Lakers rookie draft picks Julius Randle and Jordan Clarkson may have had nice, optimism-inducing Las Vegas Summer League performances in many ways, but they will likely succumb to many rookie mistakes on defense in the regular season while they are still adjusting to and learning the pro game. The Lakers should be trying to give these guys all the minutes they can handle (especially Randle) to get used to playing at the highest level, but the consequences of that will be most felt on the defensive side of the ball.

Randle has the athleticism to step out and defend on the perimeter against stretch fours, but he'll have to learn how to use his body and angles to make an impact while sharpening his defensive awareness. He's undersized to defend in the post, but his strength and wide frame may help make up for that. How he performs on defense will likely be a big factor in how quickly Byron Scott will gain trust in him.


Lastly, we come to the elephant in the room. Mike D'Antoni has been fired resigned, and his Zen Master-approved defensive coordinator Kurt Rambis has taken his talents to Gotham, leaving the Lakers with probable scheme changes under new head coach Byron Scott.

The worry that comes with those scheme changes is that Byron may not be able to build anything close to a functioning defense without the services of someone like Tyson Chandler or Kenyon Martin in their prime, as he did with the Hornets and Nets. One statistic that has been bandied about lately is that Scott is the only head coach to have a team in the bottom-five in defensive efficiency three years in a row since the league expanded to 30 teams (during his three years in Cleveland). To be fair, that was not all his fault, as he was hardly given a bunch of All-Defensive First Teamers to work with in Cleveland, but he faces a similar outlook in L.A. this season.

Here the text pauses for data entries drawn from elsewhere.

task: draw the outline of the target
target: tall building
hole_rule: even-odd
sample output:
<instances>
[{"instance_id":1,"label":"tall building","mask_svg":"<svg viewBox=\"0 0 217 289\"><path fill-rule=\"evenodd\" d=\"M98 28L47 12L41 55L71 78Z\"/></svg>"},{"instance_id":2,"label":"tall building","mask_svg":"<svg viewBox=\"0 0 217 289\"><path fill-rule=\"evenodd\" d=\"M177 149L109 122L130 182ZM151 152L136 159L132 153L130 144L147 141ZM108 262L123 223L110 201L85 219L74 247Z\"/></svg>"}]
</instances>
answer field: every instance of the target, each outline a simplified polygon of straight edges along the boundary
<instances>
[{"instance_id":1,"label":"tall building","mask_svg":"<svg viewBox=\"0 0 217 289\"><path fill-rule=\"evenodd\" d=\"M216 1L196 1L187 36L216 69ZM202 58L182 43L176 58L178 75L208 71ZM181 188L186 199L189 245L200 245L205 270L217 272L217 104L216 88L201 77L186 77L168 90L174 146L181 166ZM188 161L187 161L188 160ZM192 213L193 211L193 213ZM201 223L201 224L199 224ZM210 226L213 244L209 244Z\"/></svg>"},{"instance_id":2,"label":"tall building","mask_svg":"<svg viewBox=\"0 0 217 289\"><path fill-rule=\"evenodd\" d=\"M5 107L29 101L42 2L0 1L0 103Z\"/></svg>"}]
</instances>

The bottom line is it's hard to build a good defense in the NBA. While Tom Thibodeau has the reputation of being able to craft an elite defense no matter who his front office gives him, he has been working for the majority of his time in Chicago with great defenders in Joakim Noah, Luol Deng, and Carlos Boozer Taj Gibson, among others. It is even harder to build such a defense when the pieces all, at minimum, have flaws that need to be covered up.

No matter Byron's supposed "defense first mentality," it would probably be the best coaching accomplishment of his career to get the Lakers to be an average defensive team. Kobe and Nash are going to be active defensive minuses when they are on the floor most of the time, Boozer and Randle could comprise a power forward rotation of revolving doors to the basket and Ed Davis has never played starter's minutes in his career. This team has a chance to be decent offensively, but the old basketball (and sports) cliché still rings true: Defense wins championships. It's hard to find a scenario in which this Lakers team can do that on a consistent basis, and it will most likely be a death knell for any aspirations of success they hold this year.